On the coattails of another record year for commercial office leasing in Manhattan, the start of 2019 saw more than 9 million square feet leased.
First quarter figures recorded a 20 percent increase year-over-year from 2018 to 9.07 million square feet, according to data provided by Colliers International.
“Fears of an interest rate increase have abated and there is no shortage of available capital, foreign and domestic, interested in New York City assets,” said David Amsterdam, the co-head of Colliers U.S. Capital Markets division.
The Plaza District neighborhood led Manhattan leasing for the fifth consecutive quarter, with 1.61 million square feet between January and March. Downtown leasing volume doubled to 2.56 million square feet, a 6.4 percent increase on the last quarter of 2018. This was in part due to the We Company’s 201,000 square foot lease at Jack Resnick & Sons’ 199 Water Street.
However, Midtown South took a hit in leasing volume, posting a year-over-year decline by 17.1 percent for the first quarter of 2019, with 2.22 million square feet leased. The figure was down 47.2 percent from December 2018.
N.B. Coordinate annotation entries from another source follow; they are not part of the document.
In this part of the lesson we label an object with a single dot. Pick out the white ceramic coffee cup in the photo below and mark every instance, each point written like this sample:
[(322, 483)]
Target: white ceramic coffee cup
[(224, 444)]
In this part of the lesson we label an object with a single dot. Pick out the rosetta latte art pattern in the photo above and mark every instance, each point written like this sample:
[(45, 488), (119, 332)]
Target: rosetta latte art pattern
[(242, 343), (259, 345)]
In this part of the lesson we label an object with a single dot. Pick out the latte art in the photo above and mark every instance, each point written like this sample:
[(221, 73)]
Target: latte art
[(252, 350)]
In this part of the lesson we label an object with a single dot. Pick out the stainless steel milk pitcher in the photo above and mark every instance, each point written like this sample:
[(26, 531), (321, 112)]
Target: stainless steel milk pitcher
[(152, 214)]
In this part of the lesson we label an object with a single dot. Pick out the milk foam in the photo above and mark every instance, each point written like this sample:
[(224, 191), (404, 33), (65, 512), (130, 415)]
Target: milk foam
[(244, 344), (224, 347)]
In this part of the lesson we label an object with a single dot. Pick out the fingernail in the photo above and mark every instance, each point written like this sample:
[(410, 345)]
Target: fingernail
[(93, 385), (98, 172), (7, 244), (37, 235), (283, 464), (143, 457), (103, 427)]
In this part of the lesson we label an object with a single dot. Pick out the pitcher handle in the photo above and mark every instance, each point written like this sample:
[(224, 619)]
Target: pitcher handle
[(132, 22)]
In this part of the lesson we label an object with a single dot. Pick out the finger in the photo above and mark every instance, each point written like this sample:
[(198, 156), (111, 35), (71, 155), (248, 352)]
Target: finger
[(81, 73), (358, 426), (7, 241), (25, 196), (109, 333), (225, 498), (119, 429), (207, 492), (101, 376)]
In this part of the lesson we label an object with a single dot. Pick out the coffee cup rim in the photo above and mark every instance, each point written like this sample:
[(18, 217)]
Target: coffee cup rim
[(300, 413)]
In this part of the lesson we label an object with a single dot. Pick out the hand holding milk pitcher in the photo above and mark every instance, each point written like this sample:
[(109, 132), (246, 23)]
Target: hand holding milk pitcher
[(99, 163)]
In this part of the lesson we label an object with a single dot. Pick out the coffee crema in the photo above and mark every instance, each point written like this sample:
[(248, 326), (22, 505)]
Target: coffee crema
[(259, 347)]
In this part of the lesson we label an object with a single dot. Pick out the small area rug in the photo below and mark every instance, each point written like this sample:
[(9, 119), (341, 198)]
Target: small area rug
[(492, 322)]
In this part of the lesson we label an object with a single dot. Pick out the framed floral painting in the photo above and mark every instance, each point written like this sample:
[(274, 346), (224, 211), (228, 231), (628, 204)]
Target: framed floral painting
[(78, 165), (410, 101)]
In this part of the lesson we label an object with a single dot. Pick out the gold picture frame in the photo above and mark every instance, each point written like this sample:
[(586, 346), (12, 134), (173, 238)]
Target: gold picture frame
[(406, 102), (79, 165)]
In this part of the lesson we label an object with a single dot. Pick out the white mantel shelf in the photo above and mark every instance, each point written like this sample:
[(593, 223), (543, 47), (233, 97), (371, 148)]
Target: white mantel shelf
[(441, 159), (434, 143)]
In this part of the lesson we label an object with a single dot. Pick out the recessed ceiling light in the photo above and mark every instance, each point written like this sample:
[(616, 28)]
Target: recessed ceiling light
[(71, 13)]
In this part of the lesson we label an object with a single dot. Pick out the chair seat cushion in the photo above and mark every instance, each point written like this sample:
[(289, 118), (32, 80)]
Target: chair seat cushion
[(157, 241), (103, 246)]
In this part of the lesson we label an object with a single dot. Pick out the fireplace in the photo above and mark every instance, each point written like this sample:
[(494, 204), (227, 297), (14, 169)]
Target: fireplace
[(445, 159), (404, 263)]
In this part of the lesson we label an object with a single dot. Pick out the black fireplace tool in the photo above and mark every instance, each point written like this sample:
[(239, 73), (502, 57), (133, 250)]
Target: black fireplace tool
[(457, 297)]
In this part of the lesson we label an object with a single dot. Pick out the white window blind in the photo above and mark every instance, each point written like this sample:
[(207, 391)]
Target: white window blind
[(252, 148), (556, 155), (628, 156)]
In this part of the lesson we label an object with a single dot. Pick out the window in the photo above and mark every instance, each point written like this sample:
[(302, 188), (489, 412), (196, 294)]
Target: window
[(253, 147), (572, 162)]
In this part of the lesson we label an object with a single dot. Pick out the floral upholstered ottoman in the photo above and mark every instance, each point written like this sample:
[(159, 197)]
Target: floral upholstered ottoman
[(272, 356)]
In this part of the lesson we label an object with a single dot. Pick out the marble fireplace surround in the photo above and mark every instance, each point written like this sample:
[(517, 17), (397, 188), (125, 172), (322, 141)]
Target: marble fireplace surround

Asking rents also reached record highs following five consecutive quarters of growth, with the first quarter of 2019 peaking at an average $76.57 a square foot, up from $73.06 from Q1 2018
Financial services, which includes insurance and real estate, led transactions with 39 percent of the leasing activity — almost 13 percent of that made up by co-working companies. That’s a slight jump from 2018, which recorded 12 percent of leasing volume conducted by co-working companies, up from 5 percent in 2017.
The sector was also boosted by half a dozen Midtown deals over 100,000 square feet, Sumitomo’s 266,000 square foot renewal and expansion at 277 Park Avenue and the Bank of Montreal’s 215,000 square foot relocation to 151 West 42nd Street.
Technology, advertising, media and information services — known collectively as TAMI — followed with 16 percent of leasing volume in the first quarter.
The buoyant figures have also been bolstered by job growth in New York City, which increased by 1.8 percent with 68,700 jobs added by the private sector from February 2018 to February 2019. The unemployment rate for New York City hovered around 4.6 percent, a full percentage point above the record low of 3.6 percent in May 2018.
Investment sales for the start of 2019 were down from last year’s first quarter to $3.97 billion, a drop from $5.2 billion. This was in large part due to a lack of foreign investment, which made up only 10 percent of sales, a steep decline from 29 percent.